İŞÇİ ÖNDERİ ASLAN GÜMÜŞBOĞA SEN RAHAT UYU…

aslan-gumusboga

Aslan’la tanışmamız ‘90’lı yıllara rastlar… Oturduğu yerde duramayan enerjik, çevik, tezcanlı yapısı ile diğer işçilerin içinden ayrışan ve fark edilen biriydi. Bir dönem çalışmış olduğu İstanbul-Şişli Belediyesi’nde öncü bir işçiydi. Temsilciliğini yaptığı işçilerle bağlı bulunduğu Belediye-İş Anadolu Yakası Şubesi’nde çalıştı. Bir yandan patronlarla boğuşurken bir yandan da reformist sendika ağalarına karşı amansız mücadelesi yıllarca sürdü. Başta Şişli Belediyesi işyeri direnişleri olmak üzere Sarıyer, Kartal, Kağıthane, o dönemki Tersaneler, Paşabahçe direnişlerinin içinde yer aldı. İrili-ufaklı ne kadar direniş yaşandıysa Aslan oradaydı. En öne fırlayan kararlı bir militandı. İşçi sınıfının biricik kurtuluşunun devrimle gerçekleşeceğini biliyor, militan mücadelemize sempatiyle bakıyordu. Hareketin ihtiyaçları doğrultusunda son derece içten, sakınmasız destekler sunuyordu. Aranan yoldaşlara ev mi lazım, onun evinin kapısı hep açıktı. Para mı lazım, hemen bulup buluştururdu. Riskli bir iş mi var, hemen gönüllü oluverirdi. Lokmasını paylaşırdı her koşulda.
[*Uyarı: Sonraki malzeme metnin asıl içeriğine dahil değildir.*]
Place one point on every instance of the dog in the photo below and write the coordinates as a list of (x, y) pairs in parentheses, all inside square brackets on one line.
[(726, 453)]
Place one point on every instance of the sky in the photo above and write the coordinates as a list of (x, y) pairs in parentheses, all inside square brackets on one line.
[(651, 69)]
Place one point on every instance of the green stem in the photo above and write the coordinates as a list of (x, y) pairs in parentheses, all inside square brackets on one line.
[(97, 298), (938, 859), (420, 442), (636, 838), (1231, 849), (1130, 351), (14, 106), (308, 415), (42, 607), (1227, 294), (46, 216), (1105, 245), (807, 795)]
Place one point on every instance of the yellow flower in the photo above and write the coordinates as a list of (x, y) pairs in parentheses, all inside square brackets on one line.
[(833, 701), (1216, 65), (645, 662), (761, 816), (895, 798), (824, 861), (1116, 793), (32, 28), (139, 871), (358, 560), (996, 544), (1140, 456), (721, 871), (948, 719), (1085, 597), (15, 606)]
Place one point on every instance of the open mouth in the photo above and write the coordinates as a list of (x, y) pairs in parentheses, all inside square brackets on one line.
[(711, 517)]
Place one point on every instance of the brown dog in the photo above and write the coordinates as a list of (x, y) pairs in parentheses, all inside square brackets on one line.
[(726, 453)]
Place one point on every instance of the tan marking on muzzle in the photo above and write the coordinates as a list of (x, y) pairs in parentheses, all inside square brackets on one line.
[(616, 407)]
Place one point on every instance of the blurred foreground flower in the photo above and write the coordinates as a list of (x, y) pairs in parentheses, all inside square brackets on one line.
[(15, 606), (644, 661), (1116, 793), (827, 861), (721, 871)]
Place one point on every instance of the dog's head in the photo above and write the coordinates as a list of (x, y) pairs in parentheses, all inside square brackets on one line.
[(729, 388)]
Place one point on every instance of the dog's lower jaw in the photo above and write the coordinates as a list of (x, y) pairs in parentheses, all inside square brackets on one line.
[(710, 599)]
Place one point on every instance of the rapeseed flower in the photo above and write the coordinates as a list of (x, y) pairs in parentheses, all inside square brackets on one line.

Çağlayan’da bir gösteride ilk DSB pankartını açtığımızda yanı başımızdakilerden biri de Aslan’dı. Reformistlerin de baş ağrıtanıydı. “Devlete karşı direnmek bir onurdur” derdi. “Ben Kürt’üm, Kürt halkının verdiği mücadelenin yanındayım, sizleri de yoldaşlarım gibi görüyorum. Verdiğiniz kararlı, inançlı, başeğmez tavrınıza çok saygı duyuyorum. Düşmanımız ortak. Yapabileceğimiz ne varsa katmaya hazırım” dediğini hiç unutmuyorum. Aynen söylediği gibi davrandı. Sayısız badireler atlattık Aslan’la. Şişli Direnişi’nde omuz omuzaydık. Kağıthane, İSKİ direnişi, Çağlayan konfeksiyon işçilerinin mücadelesinde birlikteydik. Polis noktalarında aratmadan geçme kavgasının hep önünde olurdu.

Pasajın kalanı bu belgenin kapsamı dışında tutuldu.